For Process Chromatography, the base module is of 3 litres. Bobbins are interchangeable, and can be exchanged for re-winding if PTFE tubing chosen and cGMP requires virgin material.
Most would use stainless steel or titanium tubing and appropriate cleaning techniques, but renewing PTFE coils is an option. If different bore sizes are required, different paired sets of bobbins may be used. Any number of rotors can be used in series, in parallel or in SMB operations. Clutches and switching valves allow operating mode changes.
RESULTS & DISCUSSION
A discussion of AECS-QuikPrep Ltd Case Studies, completed with a Quattro L-LC™ which demonstrate the considerable benefits, and inter- compatibilities of Open Tubular, High Performance Liquid-Liquid Chromatography™/OT HPL-LC™ and Preparative HPLC in problem solving for a variety of Industries/different applications.

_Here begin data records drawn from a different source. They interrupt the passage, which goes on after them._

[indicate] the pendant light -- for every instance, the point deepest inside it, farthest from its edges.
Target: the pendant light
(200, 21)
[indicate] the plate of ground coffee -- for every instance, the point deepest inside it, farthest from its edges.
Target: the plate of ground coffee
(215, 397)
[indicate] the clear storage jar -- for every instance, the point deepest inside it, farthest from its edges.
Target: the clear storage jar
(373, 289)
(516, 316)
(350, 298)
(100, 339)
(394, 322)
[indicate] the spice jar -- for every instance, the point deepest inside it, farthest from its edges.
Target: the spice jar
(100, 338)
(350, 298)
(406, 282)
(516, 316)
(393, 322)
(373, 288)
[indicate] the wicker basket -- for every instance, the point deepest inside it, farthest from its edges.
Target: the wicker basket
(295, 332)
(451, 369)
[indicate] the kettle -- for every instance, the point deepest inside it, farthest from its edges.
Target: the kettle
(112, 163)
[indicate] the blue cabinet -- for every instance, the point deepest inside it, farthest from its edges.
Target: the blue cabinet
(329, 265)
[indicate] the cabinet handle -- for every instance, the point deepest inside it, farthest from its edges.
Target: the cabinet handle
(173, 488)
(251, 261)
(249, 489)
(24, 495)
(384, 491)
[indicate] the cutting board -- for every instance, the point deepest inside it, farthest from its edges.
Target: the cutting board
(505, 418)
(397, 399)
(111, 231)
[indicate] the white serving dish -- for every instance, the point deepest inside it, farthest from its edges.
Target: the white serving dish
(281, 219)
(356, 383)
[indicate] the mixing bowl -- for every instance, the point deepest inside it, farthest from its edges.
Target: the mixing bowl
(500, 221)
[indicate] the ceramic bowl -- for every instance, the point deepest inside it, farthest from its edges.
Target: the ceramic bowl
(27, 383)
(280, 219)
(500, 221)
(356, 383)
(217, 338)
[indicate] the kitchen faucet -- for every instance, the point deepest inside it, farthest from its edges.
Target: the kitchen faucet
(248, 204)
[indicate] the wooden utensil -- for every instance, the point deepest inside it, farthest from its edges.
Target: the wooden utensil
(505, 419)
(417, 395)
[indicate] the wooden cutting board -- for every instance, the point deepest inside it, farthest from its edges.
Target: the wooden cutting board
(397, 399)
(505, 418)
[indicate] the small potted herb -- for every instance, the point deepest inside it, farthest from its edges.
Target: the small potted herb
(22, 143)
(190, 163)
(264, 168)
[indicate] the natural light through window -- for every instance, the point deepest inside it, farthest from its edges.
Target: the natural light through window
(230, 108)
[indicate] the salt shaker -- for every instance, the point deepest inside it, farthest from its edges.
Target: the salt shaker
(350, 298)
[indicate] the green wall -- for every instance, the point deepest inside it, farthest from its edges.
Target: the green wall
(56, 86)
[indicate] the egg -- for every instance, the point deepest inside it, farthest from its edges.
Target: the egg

Figure 3. Purification of a new BioActive using L-LC
Realism in L-LC for laboratory or process scale-up:
Much of the information that is known on problems of L-LC scale-up and design incompatibility is only discussed verbally within the L-LC community. These negatives are rarely published. We will confirm unpublished Grant funded research (‘The Industrial Scale up of Countercurrent Chromatography’. BBSRC/DTI LINK Award Ref: 100/BCE08803. Feb 98 - Jan 00 (£322,668), a collaboration of AECS, Brunel University, University College of Swansea, GSK, Zeneca & Shell Research supported comments by CCC/CPC experts (information acquired verbally) that CCC/CPC of different designs or even a single concept, if we vary the key parameter will on occasions prohibit scale-up. Keeping all parameters the same, only changing tubing bore, certain scale- ups failed. We interpreted the implications of these results so seriously that we embarked on total product redesign of a 7-year prior commercial Quattro CCC™ product. The Quattro L-LC™ post 2000 changed to a unique, modular concept for its whole product range, in order to minimise variability. Since then an additional 9 years has been spent increasing understanding, in order to minimise scale-up failures.
Quattro L-LC™ purifies and concentrates in one step:
During the above LINK Grant project working with GSK the results shown in Figure 3 were obtained. Two HPLC gradient traces are shown. Top is original HPLC. Below is the HPLC of a single 4ml fraction from a 200+ ml gradient Quattro L-LC™ run. Insert shows the amount of target in fractions before and after the main fraction. Over 90% of target was in one single 4ml fraction. The bars labelled F above top chromatograph show polarity range of L-LC fractions. Apart from solvent front, all show the very small polarity range of OT HPL-LC fractions. An unknown bioactive was found.